In Dennis v. Ontario Lottery and Gaming Corporation, 2013 ONCA 501, the Ontario Court of Appeal dismissed the appeal of an unsuccessful certification motion. The class action was commenced on behalf of residents of Ontario and the United States, or their estates, who signed self-exclusion agreements with the Ontario Lottery and Gaming Corporation (“OLG”) between December 1, 1999 and February 10, 2005. Under the self-exclusion agreements, OLG was required to use its “best efforts” to prevent these individuals from entering its premises – with the intention of preventing these “problem gamblers” from engaging in their compulsive gambling behaviour. Despite these agreements, some individuals returned to the facilities, entered, and lost money ranging from small amounts to large amounts, allegedly resulting in financial ruin.
The Court of Appeal in this case denied certification because, in its view, each individual claim turned on whether or not the individual plaintiff was sufficiently vulnerable to ground recovery. The Court of Appeal found that plaintiffs who signed self-exclusion agreements but returned to a casino and suffered losses would not be automatically entitled to damages. To be entitled to damages, each plaintiff would have to prove that he or she “suffers from vulnerability produced by the affliction of pathological gambling.” In other words, it was not OLG’s unilateral action which caused a breach of duty and the subsequent loss, but rather, its actions combined with any particular plaintiff’s individual state of mind. The individual nature of such inquiry, as well as the variegated nature of the claimants’ mindsets, led the Court of Appeal to conclude that the action could not be certified as a class proceeding. In the Court of Appeal’s view, the facts did not disclose an identifiable class of plaintiffs, or issues of sufficient commonality, or that the class action was the preferred mode of proceeding.
At the core of the Court of Appeal’s decision is its agreement with Justice Cullity that there were so many individual variables at play in a “problem gambler’s” psychopathology such that there was insufficient commonality amongst the class members.

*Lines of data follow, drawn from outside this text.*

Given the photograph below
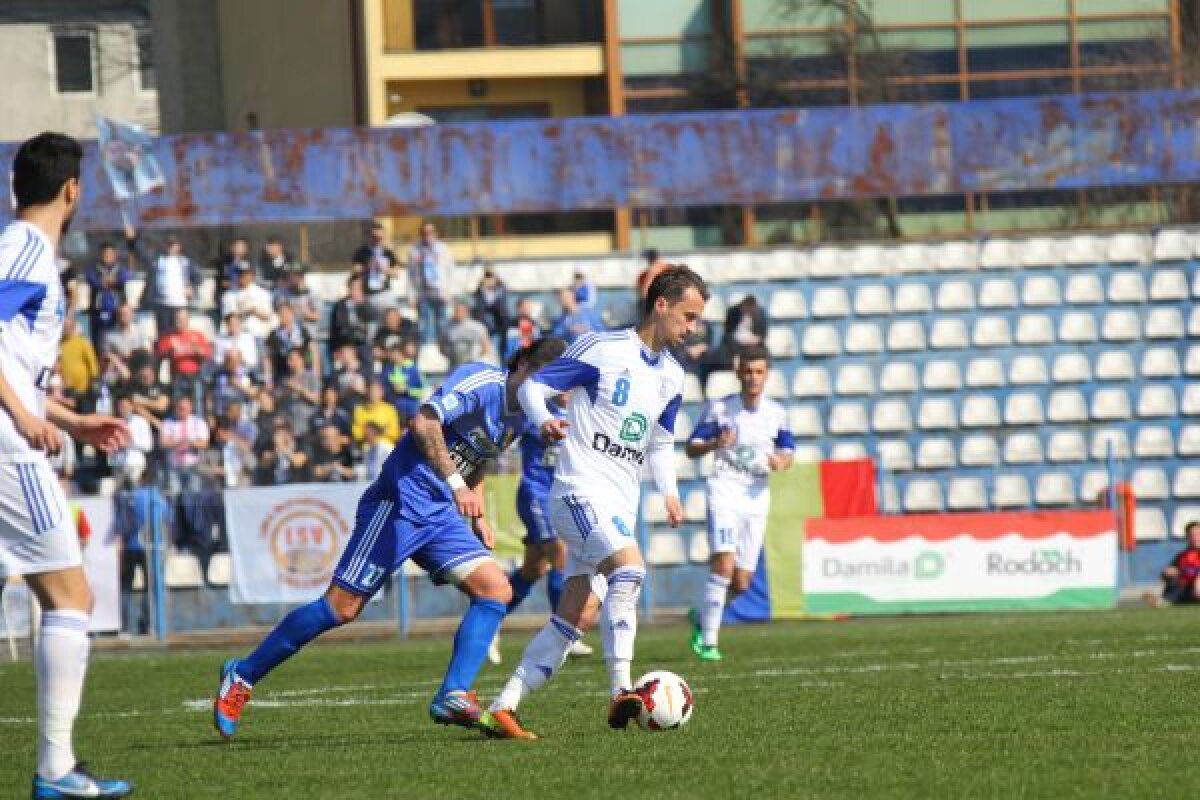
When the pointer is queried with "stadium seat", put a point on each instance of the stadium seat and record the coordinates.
(985, 373)
(863, 337)
(913, 299)
(891, 416)
(1153, 443)
(948, 334)
(936, 452)
(1161, 362)
(1127, 287)
(966, 494)
(1027, 371)
(873, 300)
(898, 377)
(1067, 405)
(1121, 325)
(847, 417)
(936, 414)
(1157, 400)
(1024, 408)
(981, 411)
(905, 336)
(1066, 446)
(1041, 292)
(923, 495)
(811, 382)
(1071, 368)
(1169, 284)
(997, 293)
(821, 341)
(1011, 492)
(978, 450)
(1077, 328)
(1055, 489)
(1165, 324)
(942, 374)
(955, 295)
(1023, 449)
(787, 304)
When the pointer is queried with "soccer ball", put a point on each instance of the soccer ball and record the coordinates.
(666, 701)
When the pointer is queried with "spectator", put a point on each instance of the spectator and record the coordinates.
(376, 409)
(331, 459)
(184, 437)
(377, 265)
(466, 338)
(430, 263)
(574, 322)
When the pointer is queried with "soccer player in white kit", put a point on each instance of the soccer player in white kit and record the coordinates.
(625, 389)
(37, 535)
(749, 434)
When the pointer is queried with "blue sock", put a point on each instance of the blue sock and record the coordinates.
(475, 633)
(298, 629)
(555, 581)
(520, 589)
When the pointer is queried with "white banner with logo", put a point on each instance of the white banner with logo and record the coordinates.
(285, 541)
(967, 561)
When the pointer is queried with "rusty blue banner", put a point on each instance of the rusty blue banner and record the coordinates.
(665, 160)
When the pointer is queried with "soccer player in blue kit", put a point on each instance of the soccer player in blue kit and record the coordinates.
(426, 506)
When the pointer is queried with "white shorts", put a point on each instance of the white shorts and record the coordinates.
(37, 533)
(591, 531)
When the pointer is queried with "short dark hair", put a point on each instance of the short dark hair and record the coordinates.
(42, 167)
(672, 283)
(539, 353)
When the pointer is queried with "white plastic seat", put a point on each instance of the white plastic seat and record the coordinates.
(948, 334)
(864, 337)
(978, 450)
(942, 374)
(873, 300)
(913, 299)
(1157, 400)
(1023, 449)
(1041, 292)
(979, 411)
(997, 293)
(856, 379)
(1164, 324)
(1067, 405)
(1027, 371)
(985, 373)
(1071, 368)
(1127, 287)
(811, 382)
(898, 377)
(936, 453)
(1121, 325)
(891, 416)
(847, 417)
(821, 341)
(1067, 446)
(1024, 408)
(1110, 403)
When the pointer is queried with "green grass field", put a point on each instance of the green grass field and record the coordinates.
(1080, 705)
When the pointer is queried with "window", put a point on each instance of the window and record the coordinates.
(73, 61)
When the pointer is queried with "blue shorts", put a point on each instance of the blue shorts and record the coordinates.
(533, 507)
(389, 530)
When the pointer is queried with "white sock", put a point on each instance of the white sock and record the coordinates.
(621, 624)
(717, 589)
(61, 662)
(543, 657)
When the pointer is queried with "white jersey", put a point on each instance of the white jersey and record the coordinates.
(33, 306)
(624, 397)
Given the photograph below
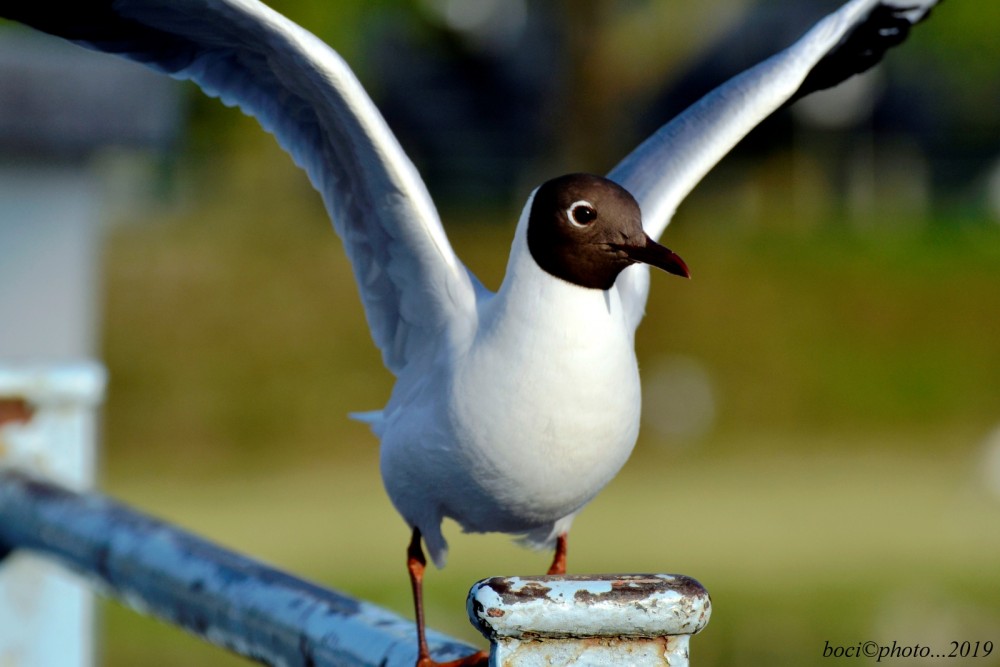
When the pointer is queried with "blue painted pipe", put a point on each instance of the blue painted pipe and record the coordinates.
(228, 599)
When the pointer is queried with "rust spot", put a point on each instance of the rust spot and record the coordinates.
(629, 588)
(15, 410)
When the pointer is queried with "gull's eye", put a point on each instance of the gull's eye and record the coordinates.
(581, 213)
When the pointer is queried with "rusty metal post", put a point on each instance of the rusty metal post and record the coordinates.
(626, 619)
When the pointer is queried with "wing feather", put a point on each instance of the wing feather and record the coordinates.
(668, 165)
(414, 288)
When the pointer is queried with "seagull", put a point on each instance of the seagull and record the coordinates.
(511, 410)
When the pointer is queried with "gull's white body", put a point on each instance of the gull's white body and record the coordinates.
(511, 410)
(518, 425)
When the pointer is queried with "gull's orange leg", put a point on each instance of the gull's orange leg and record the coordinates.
(416, 563)
(559, 558)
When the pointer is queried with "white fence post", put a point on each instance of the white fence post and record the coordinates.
(47, 425)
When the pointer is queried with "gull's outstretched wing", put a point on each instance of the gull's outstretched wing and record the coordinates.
(414, 288)
(667, 166)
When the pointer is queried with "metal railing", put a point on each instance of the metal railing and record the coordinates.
(47, 433)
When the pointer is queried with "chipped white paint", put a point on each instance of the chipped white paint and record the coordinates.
(46, 615)
(600, 620)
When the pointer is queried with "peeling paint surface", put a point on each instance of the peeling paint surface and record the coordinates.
(47, 427)
(222, 596)
(634, 619)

In relation to Section 5(1)(b) of the Class Proceedings Act, 1992 (“CPA”) – the requirements that the plaintiffs constitute an identifiable class of persons – the Court of Appeal held that the proposed class definition was fatally over-inclusive, as the class contained both plaintiffs who would possess the vulnerabilities requisite to ground recovery and those who would not. In looking at the common issues requirement under Section 5(1)(c) of the CPA, the Court of Appeal again emphasized the problematic dependence on individual issues of vulnerability. The Court of Appeal held that such reliance offended the proposition in Singer v. Shering-Plough Canada Inc., 2010 ONSC 42, which provides that “[a] common issue cannot be dependent upon individual findings of fact that have to be made with respect to each individual claimant.” Since, in the Court of Appeal’s view, the success of the present claims depended on such individual inquiries, the common issues requirement of certification was not made out. Finally, the Court of Appeal held that the plaintiffs failed to establish that the class action was the preferred procedure for the claims’ adjudication, pursuant to Section 5(1)(d) of the CPA. The fact that each claim turned on the respective plaintiff’s mental state would cause, in the Court of Appeal’s view, the class action to break down into “protracted individualized proceedings.”
The Court of Appeal also endorsed the majority of the Divisional Court’s finding that certification in this case did not engage important class action policy objectives. The likelihood that proceedings would break down into individual inquiries, the large amount of money at issue for every plaintiff, and the fact that the OLG had already administered better policies to deal with problem gamblers suggested, in the Court of Appeal’s view, that considerations of judicial economy, access to justice, and behaviour modification were not engaged.
Leave to appeal was denied by the Supreme Court of Canada on February 13, 2014.